While my personal solar eclipse photography experiences have been limited, I do have some practical advice to share with those preparing for the upcoming annular solar eclipse in October 2023, and the total solar eclipse in 2024.
The equipment I used to photograph the Annular solar eclipse in June 2021. Canon EF 300mm F/4 lens + Certified Safe Solar Filter.
Most importantly, never compromise on eye safety or equipment quality when photographing the Sun.
Here is a quick breakdown of how to photograph a solar eclipse, covered in more detail below.
- Research the date, time, and location of the solar eclipse, and look for an unobstructed view of the Sun
- Ensure you have all the right equipment, including a manual camera, tripod, telephoto lens, and certified eye protection and solar filters
- Attach your solar filter to your camera lens
- Set up your equipment, choose your camera settings, and find focus using live view mode only (do not look through the camera’s viewfinder).
- Compose your shot using live view mode only (do not look through the camera’s viewfinder)
- Take test shots before the eclipse begins to ensure your settings (particularly your exposure) are correct
- Start capturing the eclipse as soon as it starts.

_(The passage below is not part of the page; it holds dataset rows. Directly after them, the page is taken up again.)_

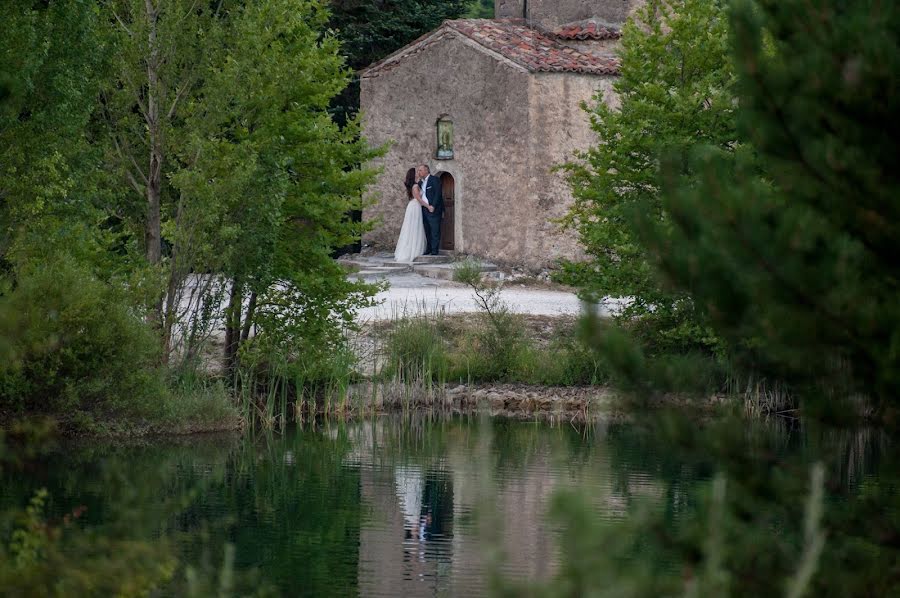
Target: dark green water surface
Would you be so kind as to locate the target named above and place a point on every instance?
(378, 508)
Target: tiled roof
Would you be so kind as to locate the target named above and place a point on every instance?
(534, 50)
(531, 48)
(588, 30)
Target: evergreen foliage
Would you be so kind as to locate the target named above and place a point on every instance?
(676, 90)
(794, 261)
(373, 29)
(178, 155)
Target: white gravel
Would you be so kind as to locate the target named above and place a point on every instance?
(411, 294)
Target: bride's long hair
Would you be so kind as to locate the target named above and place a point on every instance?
(409, 182)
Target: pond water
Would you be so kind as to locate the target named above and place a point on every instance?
(387, 507)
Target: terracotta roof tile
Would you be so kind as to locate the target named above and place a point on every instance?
(587, 30)
(530, 48)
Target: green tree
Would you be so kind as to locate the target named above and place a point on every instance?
(52, 61)
(481, 9)
(276, 177)
(676, 90)
(801, 258)
(372, 29)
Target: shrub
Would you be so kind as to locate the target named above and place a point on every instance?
(415, 350)
(73, 343)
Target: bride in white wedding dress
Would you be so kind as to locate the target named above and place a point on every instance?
(411, 243)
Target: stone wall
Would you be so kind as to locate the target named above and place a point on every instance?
(511, 127)
(509, 9)
(560, 128)
(487, 100)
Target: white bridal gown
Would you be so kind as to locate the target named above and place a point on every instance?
(411, 243)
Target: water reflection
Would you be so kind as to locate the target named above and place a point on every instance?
(388, 507)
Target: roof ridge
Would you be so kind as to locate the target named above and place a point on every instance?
(525, 45)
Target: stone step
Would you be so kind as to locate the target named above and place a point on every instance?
(445, 271)
(370, 274)
(355, 263)
(434, 259)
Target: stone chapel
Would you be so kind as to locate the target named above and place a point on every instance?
(492, 105)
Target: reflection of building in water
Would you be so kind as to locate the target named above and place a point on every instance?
(420, 535)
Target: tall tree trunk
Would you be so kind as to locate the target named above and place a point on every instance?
(248, 321)
(233, 327)
(152, 235)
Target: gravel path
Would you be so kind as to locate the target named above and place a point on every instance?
(410, 294)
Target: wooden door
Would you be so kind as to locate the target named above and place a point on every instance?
(448, 224)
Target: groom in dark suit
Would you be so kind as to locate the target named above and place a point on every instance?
(431, 216)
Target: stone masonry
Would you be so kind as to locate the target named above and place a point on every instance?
(513, 92)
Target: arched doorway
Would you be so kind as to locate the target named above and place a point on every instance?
(448, 224)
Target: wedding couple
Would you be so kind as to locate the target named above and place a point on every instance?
(421, 231)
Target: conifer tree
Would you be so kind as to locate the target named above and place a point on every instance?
(790, 250)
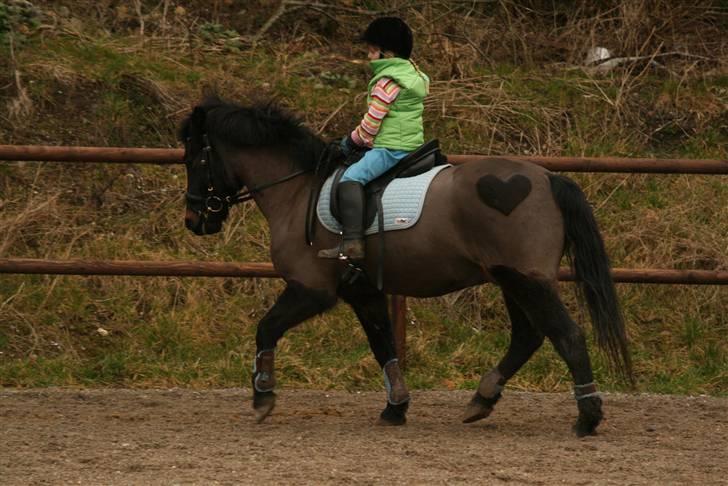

Include shots over and underexposed to capture all the details
- Review your images and adjust accordingly as the brightness will continue to change throughout the eclipse
- Take breaks to enjoy the eclipse visually with your solar glasses
Partial Solar Eclipse over Lake Ontario | Trevor Jones.
What is a Solar Eclipse?
As a review, a solar eclipse is a celestial event where the moon passes between the Sun and planet Earth, resulting in the moon blocking our view of the Sun (either totally or partially) from a particular point on Earth.
There are three different types of solar eclipses:
- Partial Solar Eclipse: a portion of the Sun is covered
- Annular Solar Eclipse: a ‘ring of fire’ shines around the moon, centered in front of the Sun
- Total Solar Eclipse: the Sun is fully covered by the moon
The type of eclipse depends on the alignment of the moon, Earth, and the Sun, and how far away the moon is from Earth.
Types of Solar Eclipses. www.timeanddate.com.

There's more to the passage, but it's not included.